Microsoft Interview Question Software Engineer / Developers
If we remove the elements from the fixed list(removed positions are not filled by next index) then if suffices to check if
for 1<i<=p , i is a factor of N. If so it will not exist. Thus prime numbers will never be removed if they are > p.
Ques:whether n th number exist after p passes?(not a circle list)
Ans:
Simply, we only need p times check, one check for each pass.
int i=1;
//t means that every t th number is removed for current pass
int t=2;
for(;i<=p; ++i, ++t)
{
if(n%t==0)
return true;
n=n-n/t;
if(n<0)
return false;
}
/**********explanation*************
*make the input position n as our judging position
*after each pass, we update its new postion by n=n-n/t;
*because each pass, we remove n/t values before it
*if n%t equals to 0, it will be removed at current pass
*after updating n , that if n is below 0
*then it can exist for ever, since later pass will not remove it
***********************************/
thanks for the idea. it doesnt work for n=7, p=4. Here is a modified version
bool doesExist(int n, int p)
{
//Simply, we only need p times check, one check for each pass.

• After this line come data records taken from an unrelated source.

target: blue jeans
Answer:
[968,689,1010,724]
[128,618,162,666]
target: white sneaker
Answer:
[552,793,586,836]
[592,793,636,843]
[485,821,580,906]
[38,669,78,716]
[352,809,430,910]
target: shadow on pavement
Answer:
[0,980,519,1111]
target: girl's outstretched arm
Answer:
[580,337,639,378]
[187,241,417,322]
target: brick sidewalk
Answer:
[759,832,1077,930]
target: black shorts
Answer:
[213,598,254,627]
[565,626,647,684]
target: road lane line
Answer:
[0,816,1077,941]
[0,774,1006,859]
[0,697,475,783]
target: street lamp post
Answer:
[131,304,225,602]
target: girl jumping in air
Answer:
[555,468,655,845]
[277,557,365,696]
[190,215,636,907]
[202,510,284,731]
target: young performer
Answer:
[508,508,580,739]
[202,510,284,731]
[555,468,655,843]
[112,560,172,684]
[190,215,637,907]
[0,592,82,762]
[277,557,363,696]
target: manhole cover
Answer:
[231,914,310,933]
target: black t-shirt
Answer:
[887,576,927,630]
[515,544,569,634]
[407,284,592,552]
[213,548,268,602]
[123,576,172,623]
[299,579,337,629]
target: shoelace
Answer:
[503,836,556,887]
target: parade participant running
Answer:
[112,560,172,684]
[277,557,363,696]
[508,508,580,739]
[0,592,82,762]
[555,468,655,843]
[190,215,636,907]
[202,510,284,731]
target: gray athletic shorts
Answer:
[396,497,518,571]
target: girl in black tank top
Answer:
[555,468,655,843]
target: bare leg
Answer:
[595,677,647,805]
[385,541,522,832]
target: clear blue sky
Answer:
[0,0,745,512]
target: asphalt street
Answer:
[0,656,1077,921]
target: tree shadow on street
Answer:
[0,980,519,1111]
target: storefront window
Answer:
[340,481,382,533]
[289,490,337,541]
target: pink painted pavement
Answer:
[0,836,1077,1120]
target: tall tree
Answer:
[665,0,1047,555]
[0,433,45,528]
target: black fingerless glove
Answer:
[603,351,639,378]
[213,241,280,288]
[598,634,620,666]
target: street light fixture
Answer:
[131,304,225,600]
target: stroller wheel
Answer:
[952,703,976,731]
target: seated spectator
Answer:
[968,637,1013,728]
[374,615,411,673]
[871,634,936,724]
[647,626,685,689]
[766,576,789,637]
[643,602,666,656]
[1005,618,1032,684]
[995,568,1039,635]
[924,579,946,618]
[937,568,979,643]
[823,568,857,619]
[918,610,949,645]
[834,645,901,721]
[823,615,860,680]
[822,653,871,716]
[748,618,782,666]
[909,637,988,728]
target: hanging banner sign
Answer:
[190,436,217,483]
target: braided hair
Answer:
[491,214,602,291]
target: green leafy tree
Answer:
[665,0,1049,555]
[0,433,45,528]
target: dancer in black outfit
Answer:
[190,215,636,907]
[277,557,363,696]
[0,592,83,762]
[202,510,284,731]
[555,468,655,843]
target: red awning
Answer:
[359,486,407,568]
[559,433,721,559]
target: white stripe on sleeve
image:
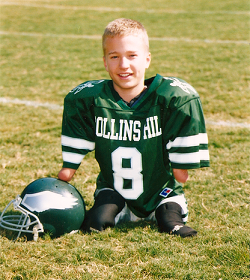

//t means that every t th number is removed for current pass
for(int i=1, t=2;i<=p; ++i, ++t)
{
if(n%t==0)
return false;
n=n-n/t;
if(n<0)
return true;
}
return true;
}
As per my understanding, 3rd no. from list means from the remaining list. Also we cant consider it as circular list. Let me know my understanding is correct or not.
- DD March 23, 2010